Just the other day I was driving and witnessed an SUV make a turn right into a biker who tumbled over her handlebars. Fortunately, the driver of the car pulled over to make sure the biker was okay and several other people did similarly. Despite all of this responsible attention the injured biker was receiving I pulled over as well. Why? Because right after an accident people sometimes minimize their symptoms and leave without exchanging information with the person that hit them. When a person is in shock or still feeling the rush of adrenalin from the accident, they cannot accurately assess the pain they will be under. It is quite common not to feel the full brunt of the situation until several hours after the event. In this case, my fear was justified. The woman’s bike was mangled, but she was able to walk and was saying “I’m sure I’m fine” over and over again. She seemed embarrassed by the attention, and was about to leave. I explained to her that she might not know if she is fine until later that day, that she should exchange insurance info with the driver and explained to her what PIP was, so she wouldn’t hesitate to seek medical care. The driver and her proceeded to exchange information and the biker seemed relieved to have the permission to not be okay. “You know,” she said as I was leaving. “My elbow really does hurt.” If you had looked at her, with all the gravel embedded in her arm, you would’ve thought “of course it does” but endorphins will keep her from assessing the painfulness of her injuries until later.

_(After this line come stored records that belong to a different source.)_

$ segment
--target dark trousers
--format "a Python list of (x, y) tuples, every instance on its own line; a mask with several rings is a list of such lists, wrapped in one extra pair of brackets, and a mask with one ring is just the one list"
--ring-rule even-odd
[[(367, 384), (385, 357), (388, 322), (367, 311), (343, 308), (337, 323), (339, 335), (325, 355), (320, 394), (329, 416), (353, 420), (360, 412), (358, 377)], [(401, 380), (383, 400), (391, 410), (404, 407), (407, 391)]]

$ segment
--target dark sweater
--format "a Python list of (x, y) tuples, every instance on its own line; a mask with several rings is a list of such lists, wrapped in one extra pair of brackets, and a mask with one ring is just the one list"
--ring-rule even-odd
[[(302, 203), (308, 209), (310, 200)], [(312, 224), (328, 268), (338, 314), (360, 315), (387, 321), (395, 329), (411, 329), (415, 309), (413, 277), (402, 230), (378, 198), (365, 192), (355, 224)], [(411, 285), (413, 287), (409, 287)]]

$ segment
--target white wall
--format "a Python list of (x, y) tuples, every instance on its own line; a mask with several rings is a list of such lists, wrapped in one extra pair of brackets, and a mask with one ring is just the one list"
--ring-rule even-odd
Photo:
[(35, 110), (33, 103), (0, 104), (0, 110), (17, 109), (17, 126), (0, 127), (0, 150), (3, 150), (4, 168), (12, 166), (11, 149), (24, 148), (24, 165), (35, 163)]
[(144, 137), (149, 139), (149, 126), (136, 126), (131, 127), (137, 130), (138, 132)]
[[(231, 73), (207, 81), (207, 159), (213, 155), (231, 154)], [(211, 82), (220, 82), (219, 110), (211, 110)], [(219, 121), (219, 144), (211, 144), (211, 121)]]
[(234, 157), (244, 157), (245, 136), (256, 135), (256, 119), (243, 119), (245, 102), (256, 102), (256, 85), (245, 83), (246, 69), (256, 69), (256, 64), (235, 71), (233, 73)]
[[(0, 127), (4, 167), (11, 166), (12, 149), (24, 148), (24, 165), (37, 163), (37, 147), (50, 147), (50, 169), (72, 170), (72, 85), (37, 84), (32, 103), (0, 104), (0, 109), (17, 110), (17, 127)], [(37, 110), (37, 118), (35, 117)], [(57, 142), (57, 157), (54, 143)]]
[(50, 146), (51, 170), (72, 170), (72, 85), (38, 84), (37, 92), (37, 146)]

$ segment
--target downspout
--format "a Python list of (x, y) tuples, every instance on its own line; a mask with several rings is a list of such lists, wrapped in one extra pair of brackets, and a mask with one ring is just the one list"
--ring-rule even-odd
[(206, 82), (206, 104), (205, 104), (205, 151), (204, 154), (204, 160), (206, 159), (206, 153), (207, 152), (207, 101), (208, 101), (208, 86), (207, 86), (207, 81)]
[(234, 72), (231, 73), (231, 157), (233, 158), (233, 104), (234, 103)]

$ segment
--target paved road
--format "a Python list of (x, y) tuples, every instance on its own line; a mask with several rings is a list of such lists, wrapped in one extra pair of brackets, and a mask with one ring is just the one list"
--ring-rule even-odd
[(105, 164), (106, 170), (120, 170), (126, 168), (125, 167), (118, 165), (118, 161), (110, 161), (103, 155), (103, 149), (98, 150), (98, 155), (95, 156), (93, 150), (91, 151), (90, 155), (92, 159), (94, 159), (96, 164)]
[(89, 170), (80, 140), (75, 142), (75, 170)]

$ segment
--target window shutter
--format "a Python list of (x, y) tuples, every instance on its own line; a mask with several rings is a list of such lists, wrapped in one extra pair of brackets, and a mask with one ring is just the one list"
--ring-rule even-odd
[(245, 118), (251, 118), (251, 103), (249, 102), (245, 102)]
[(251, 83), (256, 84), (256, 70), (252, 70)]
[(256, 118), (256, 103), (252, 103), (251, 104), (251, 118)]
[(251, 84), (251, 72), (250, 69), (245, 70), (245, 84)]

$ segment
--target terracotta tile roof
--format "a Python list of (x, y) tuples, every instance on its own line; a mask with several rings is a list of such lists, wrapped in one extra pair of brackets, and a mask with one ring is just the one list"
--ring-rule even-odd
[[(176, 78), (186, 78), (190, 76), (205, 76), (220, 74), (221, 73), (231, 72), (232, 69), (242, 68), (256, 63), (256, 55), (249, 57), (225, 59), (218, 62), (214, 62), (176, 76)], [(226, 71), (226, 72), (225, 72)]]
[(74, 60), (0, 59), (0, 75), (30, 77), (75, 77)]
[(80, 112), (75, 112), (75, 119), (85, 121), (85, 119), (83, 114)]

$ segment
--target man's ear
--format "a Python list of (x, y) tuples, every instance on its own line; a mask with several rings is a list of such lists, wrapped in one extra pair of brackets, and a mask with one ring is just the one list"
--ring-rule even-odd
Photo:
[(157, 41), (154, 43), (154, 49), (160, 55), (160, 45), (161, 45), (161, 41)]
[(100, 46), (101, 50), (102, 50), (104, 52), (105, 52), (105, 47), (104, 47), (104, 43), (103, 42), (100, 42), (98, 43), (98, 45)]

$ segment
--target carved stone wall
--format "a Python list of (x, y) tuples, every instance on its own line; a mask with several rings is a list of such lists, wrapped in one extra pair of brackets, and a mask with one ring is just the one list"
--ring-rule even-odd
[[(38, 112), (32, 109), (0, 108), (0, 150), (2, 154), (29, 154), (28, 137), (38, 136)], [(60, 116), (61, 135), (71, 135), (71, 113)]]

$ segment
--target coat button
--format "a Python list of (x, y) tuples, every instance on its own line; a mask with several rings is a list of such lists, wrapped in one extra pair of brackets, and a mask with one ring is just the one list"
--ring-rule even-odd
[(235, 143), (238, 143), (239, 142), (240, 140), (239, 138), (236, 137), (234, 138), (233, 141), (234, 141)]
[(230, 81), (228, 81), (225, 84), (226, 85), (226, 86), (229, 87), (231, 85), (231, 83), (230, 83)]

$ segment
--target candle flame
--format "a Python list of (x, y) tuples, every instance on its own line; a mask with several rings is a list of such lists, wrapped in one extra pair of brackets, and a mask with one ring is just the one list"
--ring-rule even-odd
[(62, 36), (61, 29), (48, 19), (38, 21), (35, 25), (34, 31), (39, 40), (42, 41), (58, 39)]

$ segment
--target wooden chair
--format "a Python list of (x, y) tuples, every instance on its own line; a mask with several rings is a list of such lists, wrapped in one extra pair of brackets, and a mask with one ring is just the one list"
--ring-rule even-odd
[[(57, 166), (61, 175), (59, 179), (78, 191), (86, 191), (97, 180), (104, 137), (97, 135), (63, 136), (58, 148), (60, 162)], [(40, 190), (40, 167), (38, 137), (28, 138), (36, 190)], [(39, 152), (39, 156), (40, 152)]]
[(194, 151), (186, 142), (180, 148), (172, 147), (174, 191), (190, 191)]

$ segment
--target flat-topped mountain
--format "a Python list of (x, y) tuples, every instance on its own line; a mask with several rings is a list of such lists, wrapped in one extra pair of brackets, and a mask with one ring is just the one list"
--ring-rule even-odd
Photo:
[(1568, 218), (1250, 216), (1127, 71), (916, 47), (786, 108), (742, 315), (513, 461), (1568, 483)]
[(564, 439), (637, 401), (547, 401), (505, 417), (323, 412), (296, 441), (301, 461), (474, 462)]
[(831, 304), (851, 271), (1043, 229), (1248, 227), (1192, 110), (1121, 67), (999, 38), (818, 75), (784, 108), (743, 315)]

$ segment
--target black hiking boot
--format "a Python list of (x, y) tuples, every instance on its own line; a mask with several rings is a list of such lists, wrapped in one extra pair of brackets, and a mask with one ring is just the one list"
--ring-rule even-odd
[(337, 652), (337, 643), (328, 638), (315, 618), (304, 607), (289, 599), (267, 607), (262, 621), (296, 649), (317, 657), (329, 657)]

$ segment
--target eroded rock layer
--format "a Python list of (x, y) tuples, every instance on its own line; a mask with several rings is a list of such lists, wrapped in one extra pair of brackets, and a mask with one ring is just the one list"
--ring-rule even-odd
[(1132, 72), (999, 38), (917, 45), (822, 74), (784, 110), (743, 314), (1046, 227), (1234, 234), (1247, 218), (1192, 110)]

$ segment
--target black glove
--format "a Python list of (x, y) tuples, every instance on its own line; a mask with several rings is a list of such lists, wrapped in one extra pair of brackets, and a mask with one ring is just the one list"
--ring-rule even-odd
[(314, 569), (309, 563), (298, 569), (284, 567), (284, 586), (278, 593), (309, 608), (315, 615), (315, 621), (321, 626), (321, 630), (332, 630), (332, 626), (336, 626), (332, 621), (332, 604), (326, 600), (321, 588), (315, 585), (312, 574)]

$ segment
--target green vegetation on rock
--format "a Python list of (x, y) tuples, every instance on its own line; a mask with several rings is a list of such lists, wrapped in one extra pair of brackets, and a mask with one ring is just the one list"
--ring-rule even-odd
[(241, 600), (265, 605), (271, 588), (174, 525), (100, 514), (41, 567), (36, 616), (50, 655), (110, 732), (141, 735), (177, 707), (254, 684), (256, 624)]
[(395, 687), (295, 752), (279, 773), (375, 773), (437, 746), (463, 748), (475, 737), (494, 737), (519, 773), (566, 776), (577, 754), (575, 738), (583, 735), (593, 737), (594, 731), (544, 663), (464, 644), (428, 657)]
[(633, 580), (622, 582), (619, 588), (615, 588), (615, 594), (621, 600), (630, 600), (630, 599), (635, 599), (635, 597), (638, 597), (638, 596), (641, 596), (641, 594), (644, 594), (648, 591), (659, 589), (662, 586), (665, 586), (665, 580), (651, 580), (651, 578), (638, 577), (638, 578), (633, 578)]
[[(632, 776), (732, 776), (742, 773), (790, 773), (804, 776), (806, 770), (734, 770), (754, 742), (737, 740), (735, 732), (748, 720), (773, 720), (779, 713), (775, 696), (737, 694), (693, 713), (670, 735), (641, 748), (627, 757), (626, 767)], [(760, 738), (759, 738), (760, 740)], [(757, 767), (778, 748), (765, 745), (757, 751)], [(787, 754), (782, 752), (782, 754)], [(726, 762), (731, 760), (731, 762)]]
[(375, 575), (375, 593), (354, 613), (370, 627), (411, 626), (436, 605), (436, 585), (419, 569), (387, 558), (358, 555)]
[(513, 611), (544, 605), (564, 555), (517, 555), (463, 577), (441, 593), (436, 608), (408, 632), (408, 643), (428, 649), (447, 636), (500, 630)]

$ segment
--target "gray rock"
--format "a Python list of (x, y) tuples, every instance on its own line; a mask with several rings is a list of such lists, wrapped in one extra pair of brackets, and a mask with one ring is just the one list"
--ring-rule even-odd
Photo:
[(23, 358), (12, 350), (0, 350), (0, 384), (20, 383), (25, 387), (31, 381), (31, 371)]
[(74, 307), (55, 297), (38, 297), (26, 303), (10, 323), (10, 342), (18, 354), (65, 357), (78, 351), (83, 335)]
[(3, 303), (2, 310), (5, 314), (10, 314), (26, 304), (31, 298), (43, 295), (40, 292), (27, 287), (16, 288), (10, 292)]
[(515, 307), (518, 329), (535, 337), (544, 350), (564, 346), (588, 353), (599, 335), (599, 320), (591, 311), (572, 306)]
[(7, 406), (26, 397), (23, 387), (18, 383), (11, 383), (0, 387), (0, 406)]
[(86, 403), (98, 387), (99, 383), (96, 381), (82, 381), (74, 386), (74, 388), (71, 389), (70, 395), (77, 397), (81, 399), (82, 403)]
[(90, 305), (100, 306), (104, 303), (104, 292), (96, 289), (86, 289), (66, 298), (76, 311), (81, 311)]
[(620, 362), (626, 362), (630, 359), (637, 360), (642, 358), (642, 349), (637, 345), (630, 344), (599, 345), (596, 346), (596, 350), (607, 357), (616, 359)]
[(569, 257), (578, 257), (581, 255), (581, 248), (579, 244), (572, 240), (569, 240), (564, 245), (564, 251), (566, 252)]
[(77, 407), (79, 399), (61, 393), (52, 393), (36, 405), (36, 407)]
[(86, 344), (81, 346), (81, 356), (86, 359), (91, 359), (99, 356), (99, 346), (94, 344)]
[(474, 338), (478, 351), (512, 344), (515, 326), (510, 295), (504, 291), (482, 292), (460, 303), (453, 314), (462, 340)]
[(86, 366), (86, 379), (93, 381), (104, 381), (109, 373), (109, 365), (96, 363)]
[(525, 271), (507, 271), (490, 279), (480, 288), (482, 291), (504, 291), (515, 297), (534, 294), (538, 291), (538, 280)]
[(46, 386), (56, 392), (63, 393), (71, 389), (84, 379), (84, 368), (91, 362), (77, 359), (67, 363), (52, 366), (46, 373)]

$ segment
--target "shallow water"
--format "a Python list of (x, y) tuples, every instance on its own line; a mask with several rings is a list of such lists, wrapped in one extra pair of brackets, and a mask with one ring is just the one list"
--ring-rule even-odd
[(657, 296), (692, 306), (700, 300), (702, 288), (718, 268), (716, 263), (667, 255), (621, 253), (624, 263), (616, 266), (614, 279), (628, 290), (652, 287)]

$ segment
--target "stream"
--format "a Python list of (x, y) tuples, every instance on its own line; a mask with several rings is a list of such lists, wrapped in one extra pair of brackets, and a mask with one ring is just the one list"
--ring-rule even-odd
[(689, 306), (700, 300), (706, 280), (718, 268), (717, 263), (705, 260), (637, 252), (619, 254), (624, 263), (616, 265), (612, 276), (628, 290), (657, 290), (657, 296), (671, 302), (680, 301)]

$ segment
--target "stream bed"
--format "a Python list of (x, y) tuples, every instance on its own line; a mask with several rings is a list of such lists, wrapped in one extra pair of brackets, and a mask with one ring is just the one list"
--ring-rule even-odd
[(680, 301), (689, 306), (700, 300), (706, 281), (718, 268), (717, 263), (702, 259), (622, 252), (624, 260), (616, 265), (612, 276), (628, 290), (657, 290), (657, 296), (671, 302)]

I didn’t speak to this woman about acupuncture or naturopathic medicine, or reveal that I was a physician myself. But I do believe acupuncture in particular is a great and effective tool, sometimes the central one, for car accident injury recovery. Naturopathic care (dietary modification to reduce inflammation, herbs and supplements for pain, stiffness, spasm etc.) is a nice secondary complement to it. Of course this shouldn’t replace proper evaluation and imaging by your physician but particularly if one’s injuries are soft tissue in origin, getting in for regular acupuncture sessions, the sooner the better, is often one of my first-line recommendations and sometimes is the most important intervention one undertakes.